Before I begin, I just want you all to know that I am missing the “m” key from my keyboard. It is…frustrating. LOL!
I don’t feel the love I am given: or do I?
By Tripp Hudgins, lover
Love is hard. There’s no escaping that for me. I know that it is hard for everyone in one way or another. I’ve been reflecting recently on my inability to feel love or at least trust the feeling of receiving love that I experience. Yes, trust issues. I know.
I want to feel that embrace of my whole being, each and every foible, failure, gift, virtue, and desire. I want to believe that all of me is welcome. It seems that I’m rubbish at this.
I have this vivid memory of the last time I saw a college girlfriend. At some point in our conversation, she said, “You have no idea how to love.” It was like she suddenly realized this deep truth that both of us had been blind to in our more than 18 month relationship.
The words hit me like a ton of bricks. She wasn’t wrong. She wasn’t entirely right, either (he said defensively). I don’t trust love. I don’t trust it’s reality. This, of course is both different from not knowing how to love and yet is fundamental to knowing how to love.
I know how to love. I just don’t trust it at all. I don’t trust myself. I only sometimes trust the love another offers. All love is qualified. All love is conditional. No, you don’t know the conditions until you fail to meet them. This is a problem. This leads to all kind of neurotic and co-dependent behaviors. That there is what’s called an understatement.
Yes, I am a recovering alcoholic (seventeen years). Yes, I preach about, talk about, hope for, and advocate for love as a profession. I’m a preacher and a musician. So, I’m learning a lot about love. A lot. All the time. And I have faith that it is real. I have faith that somewhere an unconditional kind of love exists. But I cannot get there from here. Ordinary love eludes me. How am I supposed to receive divine love? I ascent to it’s reality. But receive it? That’s a long way off.

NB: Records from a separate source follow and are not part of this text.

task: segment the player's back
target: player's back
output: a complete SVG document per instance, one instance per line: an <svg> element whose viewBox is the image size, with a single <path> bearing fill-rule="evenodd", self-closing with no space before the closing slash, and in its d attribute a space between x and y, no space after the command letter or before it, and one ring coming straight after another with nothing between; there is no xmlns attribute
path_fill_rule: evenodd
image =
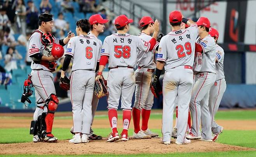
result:
<svg viewBox="0 0 256 157"><path fill-rule="evenodd" d="M116 33L105 38L101 55L109 56L109 67L129 66L136 68L137 51L139 45L142 44L137 36L128 33ZM148 42L145 42L146 50L149 49ZM140 46L141 47L141 46Z"/></svg>
<svg viewBox="0 0 256 157"><path fill-rule="evenodd" d="M157 60L166 61L166 70L181 66L193 66L198 35L196 24L170 32L160 41Z"/></svg>
<svg viewBox="0 0 256 157"><path fill-rule="evenodd" d="M100 45L92 37L80 35L70 39L66 54L73 56L72 71L95 70L100 59Z"/></svg>

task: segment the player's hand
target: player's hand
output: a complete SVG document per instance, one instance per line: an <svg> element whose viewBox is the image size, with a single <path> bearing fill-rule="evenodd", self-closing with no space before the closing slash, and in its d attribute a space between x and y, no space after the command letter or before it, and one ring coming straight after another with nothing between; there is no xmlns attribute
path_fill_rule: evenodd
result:
<svg viewBox="0 0 256 157"><path fill-rule="evenodd" d="M75 33L71 32L71 31L69 31L68 33L68 39L70 39L71 38L75 37Z"/></svg>

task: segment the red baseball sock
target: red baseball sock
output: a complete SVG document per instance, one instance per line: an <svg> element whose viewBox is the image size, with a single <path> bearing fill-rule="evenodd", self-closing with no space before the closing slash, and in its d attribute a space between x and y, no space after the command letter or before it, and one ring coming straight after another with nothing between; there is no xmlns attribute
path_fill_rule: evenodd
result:
<svg viewBox="0 0 256 157"><path fill-rule="evenodd" d="M150 117L151 110L147 110L142 108L141 111L141 116L142 119L142 123L141 126L141 129L144 131L147 129L147 124Z"/></svg>
<svg viewBox="0 0 256 157"><path fill-rule="evenodd" d="M188 125L189 131L191 131L191 116L190 115L190 112L188 111Z"/></svg>
<svg viewBox="0 0 256 157"><path fill-rule="evenodd" d="M110 126L112 129L112 133L114 134L117 133L116 128L117 124L117 112L115 108L110 108L109 110L109 119Z"/></svg>
<svg viewBox="0 0 256 157"><path fill-rule="evenodd" d="M134 132L136 134L140 130L140 110L137 108L132 109L132 118L134 126Z"/></svg>
<svg viewBox="0 0 256 157"><path fill-rule="evenodd" d="M132 112L130 110L124 110L123 111L123 129L122 134L128 134L128 128L130 125Z"/></svg>

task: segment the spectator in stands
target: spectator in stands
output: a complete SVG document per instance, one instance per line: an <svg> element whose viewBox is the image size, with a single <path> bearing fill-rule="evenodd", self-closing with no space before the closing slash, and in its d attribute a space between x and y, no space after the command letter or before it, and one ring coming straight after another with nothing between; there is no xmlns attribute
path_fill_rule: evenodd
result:
<svg viewBox="0 0 256 157"><path fill-rule="evenodd" d="M28 52L28 39L32 35L32 32L27 31L26 34L26 36L21 34L18 37L18 42L19 44L26 47L26 58L25 58L25 63L26 65L28 66L31 65L32 60L29 57L29 53Z"/></svg>
<svg viewBox="0 0 256 157"><path fill-rule="evenodd" d="M12 71L13 69L18 68L17 60L22 59L22 56L13 47L9 47L7 49L6 55L4 56L5 69L7 72Z"/></svg>
<svg viewBox="0 0 256 157"><path fill-rule="evenodd" d="M18 0L16 5L16 24L18 32L24 35L26 34L26 7L24 0Z"/></svg>
<svg viewBox="0 0 256 157"><path fill-rule="evenodd" d="M38 28L38 11L32 0L28 1L26 9L26 20L27 28L34 30Z"/></svg>
<svg viewBox="0 0 256 157"><path fill-rule="evenodd" d="M97 12L97 5L95 0L79 0L80 12L84 14Z"/></svg>
<svg viewBox="0 0 256 157"><path fill-rule="evenodd" d="M0 30L3 30L7 26L11 26L11 22L6 14L7 8L3 7L0 9Z"/></svg>
<svg viewBox="0 0 256 157"><path fill-rule="evenodd" d="M52 5L49 3L49 0L42 0L40 4L40 11L41 13L51 12Z"/></svg>
<svg viewBox="0 0 256 157"><path fill-rule="evenodd" d="M15 41L14 37L10 33L10 28L8 27L5 27L4 31L4 44L8 46L14 47L17 45L18 43Z"/></svg>
<svg viewBox="0 0 256 157"><path fill-rule="evenodd" d="M63 8L64 11L70 12L72 13L74 12L74 8L72 5L72 2L69 0L63 0L60 5Z"/></svg>
<svg viewBox="0 0 256 157"><path fill-rule="evenodd" d="M58 18L54 20L54 26L58 30L65 31L69 29L69 25L66 20L63 19L63 14L60 12L58 14Z"/></svg>

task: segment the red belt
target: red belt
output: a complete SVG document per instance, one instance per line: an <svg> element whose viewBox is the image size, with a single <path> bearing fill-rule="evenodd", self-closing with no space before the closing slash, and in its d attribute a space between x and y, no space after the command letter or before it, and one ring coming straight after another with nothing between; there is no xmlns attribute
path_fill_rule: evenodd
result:
<svg viewBox="0 0 256 157"><path fill-rule="evenodd" d="M138 67L138 68L139 69L141 69L141 68L142 68L142 67L140 67L140 66L139 66ZM143 68L143 67L142 67L142 68ZM154 72L154 69L149 69L149 68L145 68L147 69L147 72L150 72L153 73L153 72Z"/></svg>
<svg viewBox="0 0 256 157"><path fill-rule="evenodd" d="M133 69L133 67L131 67L130 66L119 66L119 67L127 67L127 68L130 68L130 69ZM115 69L116 68L118 68L118 66L114 67L114 68L109 68L109 69Z"/></svg>
<svg viewBox="0 0 256 157"><path fill-rule="evenodd" d="M192 66L189 66L189 65L184 65L184 68L185 69L192 69L193 68Z"/></svg>

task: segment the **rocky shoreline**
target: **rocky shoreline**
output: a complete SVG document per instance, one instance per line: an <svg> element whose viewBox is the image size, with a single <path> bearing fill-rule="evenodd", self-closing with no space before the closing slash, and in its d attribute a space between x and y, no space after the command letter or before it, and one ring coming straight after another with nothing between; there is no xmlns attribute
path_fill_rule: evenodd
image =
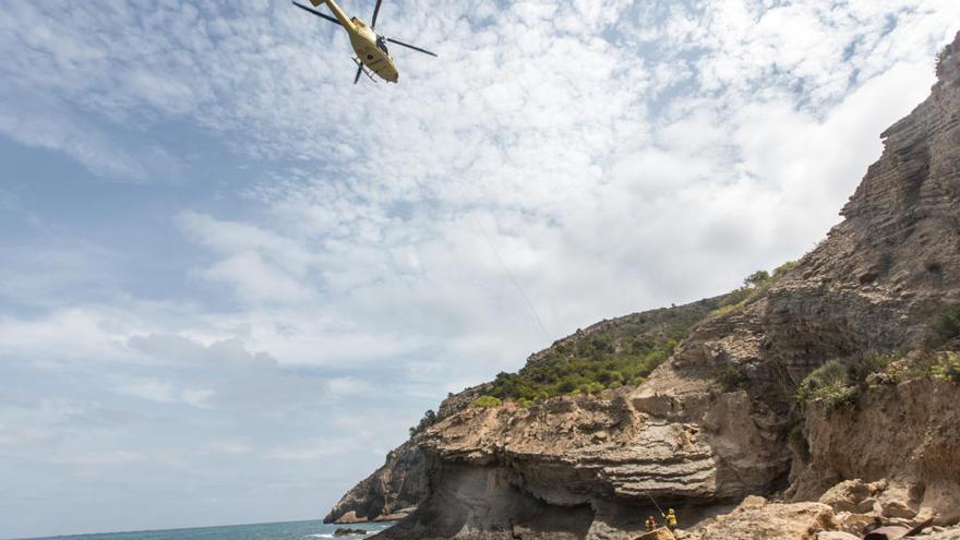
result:
<svg viewBox="0 0 960 540"><path fill-rule="evenodd" d="M960 304L958 50L960 34L827 239L639 386L500 407L469 407L484 386L469 388L327 520L406 516L382 539L633 539L656 500L681 538L837 540L878 520L960 538L945 528L960 521L960 385L873 376L839 411L796 391L830 360L917 361Z"/></svg>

Sunday, I will preach on love. Again. I will talk about how we/I fuck it up. Again and again. I will talk about how Jesus loves us, every bent and broken part of us. Restoration and reconciliation is with the whole human. Not just a part or two. We’ll be changed in the experience, but…yeah. First, Jesus loves us.
Asshole.
I’m already angry at him and it’s not even Sunday yet.